The same will be true when a cadre of intelligent robots, with one manager giving them daily instructions, replaces 5 wait staff and cooks at a restaurant.
>The confluence of robotics and AI will mean the eventual evaporation of low-skill and/or laborious jobs as they are completely replaced by automated agents.
Low-skill work is no more vulnerable to automation than high-skill work:
https://en.wikipedia.org/wiki/Moravec's_paradox
Ultimately, we humans universally have and will continue to have a set of skills that cannot, for legal reasons, be automated. This gives human services a unique value proposition. Moreover, human labour cannot be mass-produced like machines, so it becomes increasingly scarce, which is why wages have increased 20 fold since the beginning of the Industrial Revolution
>These people do not have a unique skill set they can apply to something else.

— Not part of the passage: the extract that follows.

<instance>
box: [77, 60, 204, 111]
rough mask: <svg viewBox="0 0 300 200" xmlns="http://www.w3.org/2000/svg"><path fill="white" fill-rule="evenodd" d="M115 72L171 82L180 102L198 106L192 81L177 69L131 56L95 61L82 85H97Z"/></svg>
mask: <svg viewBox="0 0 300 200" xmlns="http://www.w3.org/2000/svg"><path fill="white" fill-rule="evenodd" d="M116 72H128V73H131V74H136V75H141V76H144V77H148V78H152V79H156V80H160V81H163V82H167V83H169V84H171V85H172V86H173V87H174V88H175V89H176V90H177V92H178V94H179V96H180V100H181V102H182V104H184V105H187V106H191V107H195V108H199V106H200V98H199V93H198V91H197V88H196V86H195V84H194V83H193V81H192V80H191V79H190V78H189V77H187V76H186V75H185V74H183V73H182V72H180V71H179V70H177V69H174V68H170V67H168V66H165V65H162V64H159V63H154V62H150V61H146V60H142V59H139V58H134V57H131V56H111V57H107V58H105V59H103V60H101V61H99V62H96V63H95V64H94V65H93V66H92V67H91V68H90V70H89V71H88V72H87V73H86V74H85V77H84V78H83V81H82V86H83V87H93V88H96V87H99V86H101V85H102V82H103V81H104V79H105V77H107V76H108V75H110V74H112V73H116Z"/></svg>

Yes they do have valuable skills. They have a high-level understanding of society, people's intentions and needs, and the tools and technology that enables people to accomplish tasks.
A person living in 2017 isn't some empty slate that's indistinguishable from a human living in 1950. The modern person has knowledge about automation that makes them vastly more productive in the modern context. The modern person knows how to use modern tools like smart phones with applications like internet-accessible maps, to maximise productivity, and has unique knowledge about numerous domains that is not publicly available.
With respect to the last point: most of the collective knowledge of the economy is not in the public domain, as a public resource. It is mostly diffused throughout the population, as private knowledge. It is this knowledge that makes individuals increasingly productive, and their labour increasingly valuable.
>Globalization can only happen once.
Industrialization has happened continuously for 200 years. Wages have grown enormously over this time frame.
You're being pessimistic for the sake of being pessimistic. Maybe because you're looking to rationalize your universal welfare cheque.